Naming the secret astronomer-tls with no substitutions is always recommended and a strict requirement when using a third-party ingress controller.

Step 9: (Optional) Configure a third-party ingress controller

If you use Astronomer Software's integrated ingress controller, you can skip this step.

Complete the full setup as described in Third-party Ingress-Controllers, which includes steps to configure ingress controllers in specific environment types. When you're done, return to this page and continue to the next step.

Step 10: Configure a private certificate authority

Skip this step if you don't use a private Certificate Authority (private CA) to sign the certificate used by your ingress-controller. Or, if you don't use a private CA for any of the following services that the Astronomer Software platform interacts with.

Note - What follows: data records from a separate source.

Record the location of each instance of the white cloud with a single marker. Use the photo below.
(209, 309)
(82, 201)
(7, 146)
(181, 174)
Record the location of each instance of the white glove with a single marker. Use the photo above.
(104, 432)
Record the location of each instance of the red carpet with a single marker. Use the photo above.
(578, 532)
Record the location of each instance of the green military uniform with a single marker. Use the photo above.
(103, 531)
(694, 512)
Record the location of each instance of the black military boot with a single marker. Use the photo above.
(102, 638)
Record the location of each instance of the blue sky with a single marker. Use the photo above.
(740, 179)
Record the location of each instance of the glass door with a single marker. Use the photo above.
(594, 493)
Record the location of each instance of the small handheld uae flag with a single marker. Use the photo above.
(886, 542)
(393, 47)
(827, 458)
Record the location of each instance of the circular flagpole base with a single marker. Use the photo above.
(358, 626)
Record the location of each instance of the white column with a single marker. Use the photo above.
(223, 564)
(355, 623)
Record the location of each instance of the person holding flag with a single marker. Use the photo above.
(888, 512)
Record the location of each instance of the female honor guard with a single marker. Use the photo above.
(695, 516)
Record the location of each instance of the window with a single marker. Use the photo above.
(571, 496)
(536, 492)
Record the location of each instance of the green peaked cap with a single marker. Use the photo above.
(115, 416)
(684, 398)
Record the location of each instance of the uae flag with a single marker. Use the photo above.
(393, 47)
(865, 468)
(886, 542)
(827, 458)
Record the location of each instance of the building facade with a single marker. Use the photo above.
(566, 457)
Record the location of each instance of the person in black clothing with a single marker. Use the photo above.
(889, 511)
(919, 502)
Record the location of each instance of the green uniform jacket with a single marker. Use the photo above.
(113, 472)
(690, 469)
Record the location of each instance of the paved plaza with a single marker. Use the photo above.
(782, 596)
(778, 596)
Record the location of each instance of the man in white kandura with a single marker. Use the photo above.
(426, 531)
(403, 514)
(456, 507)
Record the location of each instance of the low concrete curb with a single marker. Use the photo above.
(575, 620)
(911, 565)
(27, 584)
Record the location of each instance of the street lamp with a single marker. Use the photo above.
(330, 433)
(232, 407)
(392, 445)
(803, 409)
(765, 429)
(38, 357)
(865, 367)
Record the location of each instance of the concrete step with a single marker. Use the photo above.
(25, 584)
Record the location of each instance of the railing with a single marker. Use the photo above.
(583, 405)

Astronomer Software trusts public Certificate Authorities automatically.

Astronomer Software must be configured to trust any private Certificate Authorities issuing certificates for systems Astronomer Software interacts with, including but not limited-to:

  • ingress controller
  • email server, unless disabled
  • any container registries that Kubernetes pulls from
  • if using OAUTH, the OAUTH provider
  • if using external elasticsearch, any external elasticsearch instances
  • if using external prometheus, any external prometheus instances

Perform the procedure described in Configuring private CAs for each certificate authority used to sign TLS certificates.

info

Astro CLI users must also configure both their operating system and container solution, [Docker Desktop or Podman(#configure-desktop-container-solution-extra-cas), to trust the private certificate Authority that was used to create the certificate used by the Astronomer Software ingress controller and any third-party container registries.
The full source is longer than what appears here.